“那咱们就加入。”
“走。”
……
第一个主动请求并入天部落的,是与天部落毗邻多年的青鹿族。
他们的老首领亲自来见宴清和云旌,说他们族人不多,领地贫瘠,每年寒季都要冻死几个老人孩子。
他见过天部落那些带烟囱的房子,见过那些穿着柔软衣袍的兽人,见过那些堆满粮食的地窖。
“我们不要别的,”老首领说,声音沙哑,“就想让族人也能睡上热炕,吃上饱饭。”
云旌和宴清对视一眼。
宴清说:“青鹿族可以保留自己的族名和聚居地,派代表参与部落议会。农具、种子、建房技术,我们共享。”

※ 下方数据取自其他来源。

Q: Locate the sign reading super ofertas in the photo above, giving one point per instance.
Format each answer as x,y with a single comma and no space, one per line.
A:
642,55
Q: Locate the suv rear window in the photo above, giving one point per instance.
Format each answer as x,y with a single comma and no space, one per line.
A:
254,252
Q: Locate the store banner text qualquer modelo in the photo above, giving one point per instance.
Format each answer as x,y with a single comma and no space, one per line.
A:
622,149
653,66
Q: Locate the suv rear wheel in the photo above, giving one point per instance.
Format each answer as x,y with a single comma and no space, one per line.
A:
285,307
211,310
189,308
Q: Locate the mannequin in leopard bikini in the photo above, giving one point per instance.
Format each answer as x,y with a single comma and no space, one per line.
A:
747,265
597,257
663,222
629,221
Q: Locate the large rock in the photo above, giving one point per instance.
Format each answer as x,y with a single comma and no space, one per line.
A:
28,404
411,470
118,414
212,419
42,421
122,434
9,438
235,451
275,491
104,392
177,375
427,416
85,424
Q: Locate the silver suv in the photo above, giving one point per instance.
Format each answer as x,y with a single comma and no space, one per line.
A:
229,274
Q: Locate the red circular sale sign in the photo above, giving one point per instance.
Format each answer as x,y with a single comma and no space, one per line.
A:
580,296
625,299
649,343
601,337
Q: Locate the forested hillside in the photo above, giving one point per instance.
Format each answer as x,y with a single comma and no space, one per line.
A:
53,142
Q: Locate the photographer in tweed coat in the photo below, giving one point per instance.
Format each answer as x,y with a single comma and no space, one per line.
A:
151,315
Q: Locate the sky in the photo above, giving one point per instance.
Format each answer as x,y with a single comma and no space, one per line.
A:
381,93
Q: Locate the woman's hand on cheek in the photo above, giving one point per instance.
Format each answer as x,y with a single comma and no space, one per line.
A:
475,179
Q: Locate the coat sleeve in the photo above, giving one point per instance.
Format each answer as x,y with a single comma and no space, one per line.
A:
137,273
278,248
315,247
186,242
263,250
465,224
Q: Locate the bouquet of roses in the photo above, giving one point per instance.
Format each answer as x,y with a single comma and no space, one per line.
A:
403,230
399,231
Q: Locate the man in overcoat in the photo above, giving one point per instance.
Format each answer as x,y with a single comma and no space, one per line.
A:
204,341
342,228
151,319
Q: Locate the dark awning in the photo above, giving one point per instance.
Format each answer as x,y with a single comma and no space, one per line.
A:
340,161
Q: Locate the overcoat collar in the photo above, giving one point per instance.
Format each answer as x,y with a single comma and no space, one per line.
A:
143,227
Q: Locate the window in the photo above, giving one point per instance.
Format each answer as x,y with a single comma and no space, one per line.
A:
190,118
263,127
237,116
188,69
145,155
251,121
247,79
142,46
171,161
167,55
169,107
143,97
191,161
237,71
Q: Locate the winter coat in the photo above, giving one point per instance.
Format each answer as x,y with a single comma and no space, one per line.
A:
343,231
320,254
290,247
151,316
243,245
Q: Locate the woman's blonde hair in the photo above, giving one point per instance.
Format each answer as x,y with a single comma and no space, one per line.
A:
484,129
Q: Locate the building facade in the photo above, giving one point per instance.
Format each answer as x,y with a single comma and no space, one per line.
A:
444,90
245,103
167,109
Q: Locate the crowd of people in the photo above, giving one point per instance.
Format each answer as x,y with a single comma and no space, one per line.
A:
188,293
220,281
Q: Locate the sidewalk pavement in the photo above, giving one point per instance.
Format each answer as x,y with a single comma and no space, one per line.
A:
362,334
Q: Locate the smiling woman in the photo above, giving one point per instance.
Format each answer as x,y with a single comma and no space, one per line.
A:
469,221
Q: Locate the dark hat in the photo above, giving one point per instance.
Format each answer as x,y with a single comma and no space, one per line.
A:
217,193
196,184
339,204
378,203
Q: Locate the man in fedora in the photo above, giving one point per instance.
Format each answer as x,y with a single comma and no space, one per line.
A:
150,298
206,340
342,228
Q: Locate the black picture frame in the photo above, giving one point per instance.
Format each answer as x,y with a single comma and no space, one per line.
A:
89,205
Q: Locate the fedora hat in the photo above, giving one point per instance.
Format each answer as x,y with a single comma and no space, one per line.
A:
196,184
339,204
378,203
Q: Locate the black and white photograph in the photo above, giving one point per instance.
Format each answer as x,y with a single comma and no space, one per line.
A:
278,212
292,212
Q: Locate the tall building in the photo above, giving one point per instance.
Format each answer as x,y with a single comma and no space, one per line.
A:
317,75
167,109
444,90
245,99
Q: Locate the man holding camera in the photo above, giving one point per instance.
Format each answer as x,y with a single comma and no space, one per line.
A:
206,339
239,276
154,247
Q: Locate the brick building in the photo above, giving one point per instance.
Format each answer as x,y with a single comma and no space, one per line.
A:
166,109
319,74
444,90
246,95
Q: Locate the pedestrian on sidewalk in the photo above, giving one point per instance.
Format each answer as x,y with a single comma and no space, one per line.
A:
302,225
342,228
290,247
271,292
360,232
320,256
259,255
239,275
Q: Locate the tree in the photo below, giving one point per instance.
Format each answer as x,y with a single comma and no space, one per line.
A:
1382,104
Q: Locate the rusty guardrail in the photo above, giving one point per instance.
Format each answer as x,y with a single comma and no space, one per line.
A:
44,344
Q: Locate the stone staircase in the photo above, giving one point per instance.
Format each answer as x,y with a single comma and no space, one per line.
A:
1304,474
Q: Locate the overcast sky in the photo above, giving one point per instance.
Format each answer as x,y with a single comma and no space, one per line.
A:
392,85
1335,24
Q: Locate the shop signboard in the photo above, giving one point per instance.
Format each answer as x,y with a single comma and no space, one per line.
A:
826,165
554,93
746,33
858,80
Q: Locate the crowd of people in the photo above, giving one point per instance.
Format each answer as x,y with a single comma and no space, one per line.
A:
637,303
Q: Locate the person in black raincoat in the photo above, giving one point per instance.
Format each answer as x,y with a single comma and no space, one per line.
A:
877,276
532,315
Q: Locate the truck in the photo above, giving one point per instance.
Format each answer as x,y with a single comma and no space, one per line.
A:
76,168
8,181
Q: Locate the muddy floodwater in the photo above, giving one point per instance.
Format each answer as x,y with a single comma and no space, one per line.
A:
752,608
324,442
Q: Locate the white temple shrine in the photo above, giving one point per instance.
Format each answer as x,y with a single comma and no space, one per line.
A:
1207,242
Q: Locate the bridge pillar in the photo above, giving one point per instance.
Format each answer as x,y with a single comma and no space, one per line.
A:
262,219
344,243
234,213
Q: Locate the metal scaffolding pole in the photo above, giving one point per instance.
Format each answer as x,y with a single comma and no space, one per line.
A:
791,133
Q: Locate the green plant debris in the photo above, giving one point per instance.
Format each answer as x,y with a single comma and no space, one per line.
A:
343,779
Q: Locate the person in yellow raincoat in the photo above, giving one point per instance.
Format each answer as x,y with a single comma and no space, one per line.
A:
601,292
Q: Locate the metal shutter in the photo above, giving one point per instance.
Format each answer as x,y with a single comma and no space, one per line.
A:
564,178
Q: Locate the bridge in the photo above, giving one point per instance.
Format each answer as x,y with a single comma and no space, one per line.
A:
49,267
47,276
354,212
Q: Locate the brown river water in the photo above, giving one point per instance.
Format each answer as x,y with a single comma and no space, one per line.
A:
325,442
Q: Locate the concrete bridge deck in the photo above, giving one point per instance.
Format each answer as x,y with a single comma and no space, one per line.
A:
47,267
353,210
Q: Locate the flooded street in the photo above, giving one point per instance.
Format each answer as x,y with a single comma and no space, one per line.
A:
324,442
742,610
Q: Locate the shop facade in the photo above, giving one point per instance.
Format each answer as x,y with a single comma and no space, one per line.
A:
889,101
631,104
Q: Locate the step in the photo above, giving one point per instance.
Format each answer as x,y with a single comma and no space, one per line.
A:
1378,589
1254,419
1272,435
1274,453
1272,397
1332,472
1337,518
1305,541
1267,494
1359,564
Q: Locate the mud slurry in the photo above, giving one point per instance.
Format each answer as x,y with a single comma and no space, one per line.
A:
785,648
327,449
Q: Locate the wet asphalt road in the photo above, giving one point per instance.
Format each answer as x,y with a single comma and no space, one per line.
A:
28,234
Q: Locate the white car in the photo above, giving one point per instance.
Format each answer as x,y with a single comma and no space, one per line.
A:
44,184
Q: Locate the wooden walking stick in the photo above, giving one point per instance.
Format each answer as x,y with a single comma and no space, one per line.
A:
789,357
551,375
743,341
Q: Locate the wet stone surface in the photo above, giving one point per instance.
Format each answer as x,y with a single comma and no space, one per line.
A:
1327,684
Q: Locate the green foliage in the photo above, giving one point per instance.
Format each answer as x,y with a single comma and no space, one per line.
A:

云旌补充道:“炕的建法、布的织法,都可以教。你们学会了,就是你们自己的。”
青鹿族老首领老泪纵横,当天就按兽人最古老的仪式,歃血盟誓,正式成为天部落的一部分。
那扇门,一旦打开,就再也关不住了。
第二个、第三个、第十个……
东大陆那些或大或小、或强或弱的部落,如同百川归海,源源不断地请求加入。
有的因为生存压力,有的因为仰慕天部落的富足,有的单纯是被云旌“兽神神使”的名号所吸引。
宴清和云旌没有全盘接纳。
他们制定了初步的筛选标准:【作恶多端、以劫掠为生的流浪兽人团伙不收;
内部矛盾尚未厘清、可能将纷争带入天部落的不收;
真心投靠、愿意遵守共同规则的,来者不拒。】
两年时间,东大陆地图上的“部落”标识,渐渐被“天部落”这个单一名称所覆盖。
又过了两年,西大陆也完成了同样的进程。
那些曾经横跨数千里、各自为政的兽人聚落,如今共同归属于一个名字——
天兽国。
建国的那一天,没有盛大的阅兵,没有华丽的宫殿奠基。
只是在部落中央那片从来用于集会的广场上,云旌和宴清并肩而立,身后站着白角、仓满满、山岩、烈,以及来自各个前部落的长老代表。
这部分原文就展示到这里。